Felis chaus chaus is the nominate subspecies of the jungle cat.

The Baltic-German naturalist Johann Anton Güldenstädt was the first scientist who observed a jungle cat in the southern frontier of the Russian empire during his travels in 1768–1775 undertaken on behalf of Catherine II of Russia. He described the cat in 1776 under the name "chaus".

Taxonomic history 
In 1778, the German naturalist Johann Christian Daniel von Schreber used chaus as the species name and is therefore considered the binomial authority.

In the 19th and 20th centuries, several specimen were described and proposed as subspecies:
In the 1820s, the German explorer Eduard Rüppell collected a female Felis Chaus near Lake Manzala in the Nile Delta. But only in 1832, the German naturalist Johann Friedrich von Brandt recognized the distinctness of the Egyptian jungle cat and proposed the name Felis Rüppelii. In 1898, William Edward de Winton renamed the Egyptian jungle cat as Felis chaus nilotica, as the name Felis ruppelii was already applied to a different cat.
In 1898, the British zoologist William Edward de Winton examined the collection of jungle cat skins in the Natural History Museum and revised taxonomic assessments of the jungle cat group. A single skin collected near Jericho in 1864 prompted him to describe a new subspecies Felis chaus furax as this skin was smaller than other jungle cat skins.
During an expedition to Afghanistan in the 1880s, mammal skins were collected and later presented to the Indian Museum. One cat skin without skull from the area of Maimanah in the country's north was initially identified as of Felis caudata, but in the absence of skins for comparison the author was not sure whether his identification was correct. In his revision of Asiatic wildcat skins collected in the Zoological Museum of Berlin, the German zoologist Zukowsky reassessed the Maimanah cat skin, and because of its larger size and shorter tail than caudata skins proposed a new species with the scientific name Felis (Felis) maimanah. Zukowsky assumed that the cat inhabits the region south of the Amu Darya River. The Russian zoologist Ognev acknowledged Zukowsky’s assessment but also suggested that more material is needed for a definite taxonomic classification of this cat. In his posthumously published monograph about skins and skulls of the genus Felis in the collection of the Natural History Museum, the British taxonomist Pocock referred neither to Zukowsky’s appraisal nor to jungle cat skins from Afghanistan. The British natural historian Ellerman and zoologist Morrison-Scott tentatively subordinated the Maimanah cat skin as a subspecies of Felis chaus.
In 1969, the Russian biologist Heptner described a jungle cat from the lower course of the Vakhsh River in Central Asia and proposed the name Felis (Felis) chaus oxiana.
Since 2017, all four are considered synonyms of F. c. chaus.

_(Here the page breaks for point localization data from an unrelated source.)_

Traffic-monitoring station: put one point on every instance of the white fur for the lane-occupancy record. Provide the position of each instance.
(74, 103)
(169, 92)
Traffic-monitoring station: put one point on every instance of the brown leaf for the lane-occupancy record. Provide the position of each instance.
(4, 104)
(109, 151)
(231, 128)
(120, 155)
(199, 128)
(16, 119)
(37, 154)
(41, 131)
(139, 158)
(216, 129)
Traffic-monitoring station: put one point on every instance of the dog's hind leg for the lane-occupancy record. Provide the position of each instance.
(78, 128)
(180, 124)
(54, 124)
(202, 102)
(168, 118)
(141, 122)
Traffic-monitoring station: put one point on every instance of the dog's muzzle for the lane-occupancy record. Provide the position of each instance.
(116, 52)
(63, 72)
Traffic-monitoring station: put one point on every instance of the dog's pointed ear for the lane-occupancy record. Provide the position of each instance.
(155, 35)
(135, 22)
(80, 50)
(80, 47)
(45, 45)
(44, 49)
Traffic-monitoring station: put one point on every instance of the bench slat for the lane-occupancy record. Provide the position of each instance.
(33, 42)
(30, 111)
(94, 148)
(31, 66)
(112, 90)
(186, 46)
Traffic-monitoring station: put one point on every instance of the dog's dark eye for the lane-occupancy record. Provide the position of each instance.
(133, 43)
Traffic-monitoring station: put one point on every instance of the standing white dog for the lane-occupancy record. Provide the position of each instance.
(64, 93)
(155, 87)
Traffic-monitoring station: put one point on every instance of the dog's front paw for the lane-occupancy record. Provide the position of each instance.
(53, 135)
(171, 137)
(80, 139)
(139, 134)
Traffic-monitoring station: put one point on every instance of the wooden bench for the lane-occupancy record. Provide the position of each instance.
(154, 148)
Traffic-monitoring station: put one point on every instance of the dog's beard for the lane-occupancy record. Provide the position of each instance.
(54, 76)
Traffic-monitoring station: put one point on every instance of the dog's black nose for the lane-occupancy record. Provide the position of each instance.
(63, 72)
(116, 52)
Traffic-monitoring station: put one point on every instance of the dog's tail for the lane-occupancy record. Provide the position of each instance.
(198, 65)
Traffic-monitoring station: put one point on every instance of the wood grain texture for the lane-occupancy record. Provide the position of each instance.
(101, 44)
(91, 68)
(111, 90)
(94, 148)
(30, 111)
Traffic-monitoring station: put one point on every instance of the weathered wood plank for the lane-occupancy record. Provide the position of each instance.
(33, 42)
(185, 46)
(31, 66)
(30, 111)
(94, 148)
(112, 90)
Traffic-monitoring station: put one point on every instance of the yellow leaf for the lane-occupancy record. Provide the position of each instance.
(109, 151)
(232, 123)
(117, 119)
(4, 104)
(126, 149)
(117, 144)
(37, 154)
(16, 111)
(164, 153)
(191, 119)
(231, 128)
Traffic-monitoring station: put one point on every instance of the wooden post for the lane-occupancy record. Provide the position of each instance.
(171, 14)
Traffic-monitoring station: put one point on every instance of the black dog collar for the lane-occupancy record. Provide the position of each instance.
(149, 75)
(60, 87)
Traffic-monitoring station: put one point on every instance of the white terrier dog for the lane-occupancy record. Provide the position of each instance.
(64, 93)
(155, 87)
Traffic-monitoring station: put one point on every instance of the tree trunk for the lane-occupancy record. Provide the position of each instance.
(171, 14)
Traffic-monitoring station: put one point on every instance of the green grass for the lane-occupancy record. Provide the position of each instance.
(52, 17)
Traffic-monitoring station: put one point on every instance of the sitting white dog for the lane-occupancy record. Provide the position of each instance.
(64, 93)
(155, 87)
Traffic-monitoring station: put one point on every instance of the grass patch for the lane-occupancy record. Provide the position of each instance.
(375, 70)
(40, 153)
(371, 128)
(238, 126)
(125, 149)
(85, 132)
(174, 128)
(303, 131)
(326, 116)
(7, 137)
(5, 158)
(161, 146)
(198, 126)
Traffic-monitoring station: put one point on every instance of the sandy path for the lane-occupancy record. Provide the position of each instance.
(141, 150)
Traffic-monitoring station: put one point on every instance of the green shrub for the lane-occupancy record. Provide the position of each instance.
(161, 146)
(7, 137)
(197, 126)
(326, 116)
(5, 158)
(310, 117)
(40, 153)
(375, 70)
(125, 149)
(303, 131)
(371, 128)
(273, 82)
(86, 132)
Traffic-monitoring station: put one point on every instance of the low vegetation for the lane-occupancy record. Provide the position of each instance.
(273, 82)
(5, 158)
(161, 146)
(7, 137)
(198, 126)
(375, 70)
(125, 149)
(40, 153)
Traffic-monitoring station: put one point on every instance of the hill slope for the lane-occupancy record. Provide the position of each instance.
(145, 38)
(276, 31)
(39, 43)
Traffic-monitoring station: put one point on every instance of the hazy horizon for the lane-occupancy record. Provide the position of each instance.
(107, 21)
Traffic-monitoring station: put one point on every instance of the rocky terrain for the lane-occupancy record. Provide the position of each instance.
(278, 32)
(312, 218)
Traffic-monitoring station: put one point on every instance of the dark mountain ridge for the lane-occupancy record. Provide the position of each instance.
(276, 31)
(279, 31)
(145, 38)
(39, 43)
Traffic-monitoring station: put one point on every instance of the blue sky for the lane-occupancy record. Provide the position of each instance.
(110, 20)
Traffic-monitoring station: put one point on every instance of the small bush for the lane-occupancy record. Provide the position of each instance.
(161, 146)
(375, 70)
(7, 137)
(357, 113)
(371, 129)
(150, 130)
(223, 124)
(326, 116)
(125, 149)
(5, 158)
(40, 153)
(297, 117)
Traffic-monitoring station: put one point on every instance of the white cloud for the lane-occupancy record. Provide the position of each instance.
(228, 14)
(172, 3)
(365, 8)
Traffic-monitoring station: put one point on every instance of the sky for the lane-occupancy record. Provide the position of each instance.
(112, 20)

The German zoologist Paul Matschie in 1912 and the American zoologist Joel Asaph Allen in 1920 challenged the validity of Güldenstädt's nomenclature, arguing that the name Felis auriculis apice nigro barbatis was not a binomen and therefore improper, and that "chaus" was used as a common name rather than as part of the scientific name.

Distribution
This subspecies occurs in the Caucasus, Turkestan, Iran, Baluchistan and Yarkand, Chinese Turkestan, Palestine, southern Syria, Iraq, Egypt; northern Afghanistan and south of the Amu Darya River; along the right tributaries of the Amu Darya River, in the lower courses of the Vakhsh River ranging eastwards to the Gissar Valley and slightly beyond Dushanbe.

Jungle cats have also been recorded in central and southern Turkey.